Jacob Harris, On Leaving New York
Every New Yorker has an escape plan.
Scratch that. It isn’t true. If you are young or wealthy or lucky enough to have gotten something when the getting was good, you probably don’t have an escape plan (except for, of course, a zombie apocalypse plan; everybody has one of those). But among the parents we knew in Park Slope, it was a common enough discussion that my wife and I would knowingly glance at each other whenever it came up, at playdates and picnics and even parties when all the kids were home in bed.
Many of the parents we knew carried a secret desperation. Middle-class enough they had some control over their fates, but not so rich that they could do much better than the tiny railroad apartments they rented in the South Slope, it was easy to feel stressed and overwhelmed and just barely keeping the ship afloat. Talking about your Plan was a way of reasserting that you were in control. Sure, your neighbor might be an uptight asshole who leaves passive-aggressive notes on your stroller. And you might have had it up to herewith the stress of not knowing yet if your kid has a spot in kindergarten next Fall. The Plan is one way of coping – drinking was another – a way of telling yourself and an uncaring city that you were in charge of your own destiny.

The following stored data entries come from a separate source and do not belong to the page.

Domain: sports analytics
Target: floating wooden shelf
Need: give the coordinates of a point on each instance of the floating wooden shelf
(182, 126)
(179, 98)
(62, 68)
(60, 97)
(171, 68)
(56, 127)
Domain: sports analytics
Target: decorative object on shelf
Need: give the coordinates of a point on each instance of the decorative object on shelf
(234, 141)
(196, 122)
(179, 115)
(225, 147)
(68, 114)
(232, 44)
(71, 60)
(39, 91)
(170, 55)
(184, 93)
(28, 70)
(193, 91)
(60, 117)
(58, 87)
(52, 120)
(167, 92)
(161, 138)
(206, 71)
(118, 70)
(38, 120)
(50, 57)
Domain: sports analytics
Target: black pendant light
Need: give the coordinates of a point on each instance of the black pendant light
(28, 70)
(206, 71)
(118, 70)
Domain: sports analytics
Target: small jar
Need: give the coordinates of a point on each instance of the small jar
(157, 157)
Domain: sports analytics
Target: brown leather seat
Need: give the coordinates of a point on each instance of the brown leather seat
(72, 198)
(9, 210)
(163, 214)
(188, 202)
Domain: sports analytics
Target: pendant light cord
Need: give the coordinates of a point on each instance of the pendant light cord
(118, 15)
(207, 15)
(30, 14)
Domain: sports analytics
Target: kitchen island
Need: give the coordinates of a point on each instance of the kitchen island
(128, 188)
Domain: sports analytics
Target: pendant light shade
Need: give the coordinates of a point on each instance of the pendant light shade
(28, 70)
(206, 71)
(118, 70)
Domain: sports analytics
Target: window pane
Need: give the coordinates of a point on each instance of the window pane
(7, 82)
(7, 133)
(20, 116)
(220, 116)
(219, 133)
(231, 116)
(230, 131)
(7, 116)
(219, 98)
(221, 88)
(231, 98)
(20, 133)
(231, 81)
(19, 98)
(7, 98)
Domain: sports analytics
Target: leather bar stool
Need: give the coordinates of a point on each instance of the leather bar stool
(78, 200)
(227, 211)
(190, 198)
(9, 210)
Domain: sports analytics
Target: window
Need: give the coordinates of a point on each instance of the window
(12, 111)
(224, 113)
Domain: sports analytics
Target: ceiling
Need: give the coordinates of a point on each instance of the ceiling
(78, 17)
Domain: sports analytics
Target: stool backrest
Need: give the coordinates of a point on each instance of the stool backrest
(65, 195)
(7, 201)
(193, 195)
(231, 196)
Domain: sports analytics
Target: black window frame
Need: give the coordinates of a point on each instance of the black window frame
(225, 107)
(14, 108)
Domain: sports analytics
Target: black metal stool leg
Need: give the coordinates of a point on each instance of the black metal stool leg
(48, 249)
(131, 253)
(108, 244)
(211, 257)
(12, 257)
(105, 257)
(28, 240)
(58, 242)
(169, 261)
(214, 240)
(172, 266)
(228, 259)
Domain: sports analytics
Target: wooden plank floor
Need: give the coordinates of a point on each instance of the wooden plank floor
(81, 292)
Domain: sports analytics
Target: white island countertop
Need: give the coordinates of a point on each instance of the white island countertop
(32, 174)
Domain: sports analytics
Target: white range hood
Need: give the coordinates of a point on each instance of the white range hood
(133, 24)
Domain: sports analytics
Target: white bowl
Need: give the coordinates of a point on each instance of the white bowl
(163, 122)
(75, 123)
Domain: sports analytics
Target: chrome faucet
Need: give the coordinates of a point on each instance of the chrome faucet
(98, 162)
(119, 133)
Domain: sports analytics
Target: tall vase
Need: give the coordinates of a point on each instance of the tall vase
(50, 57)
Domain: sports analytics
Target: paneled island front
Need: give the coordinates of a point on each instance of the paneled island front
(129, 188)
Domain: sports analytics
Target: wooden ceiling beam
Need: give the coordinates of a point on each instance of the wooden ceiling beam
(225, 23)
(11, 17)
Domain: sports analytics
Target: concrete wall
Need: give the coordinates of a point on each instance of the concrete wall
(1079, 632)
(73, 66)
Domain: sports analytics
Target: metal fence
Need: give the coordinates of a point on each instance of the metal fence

Some of us planned to move deeper into Brooklyn, following the prior waves of gentrification to Sunset Park, Midwood, even Bay Ridge (Queens was surprisingly never an option). Others considered the suburbs of New Jersey, the Hudson Valley, even Connecticut. Still others had ambitious plans to further optimize their already tight living spaces or somehow find another place in the right school districts. Everyone had a Plan, but it was still rare and shocking when someone we knew actually left.
Until, one day that was us.
It’s a lovely piece. It makes me want to write my first Medium post.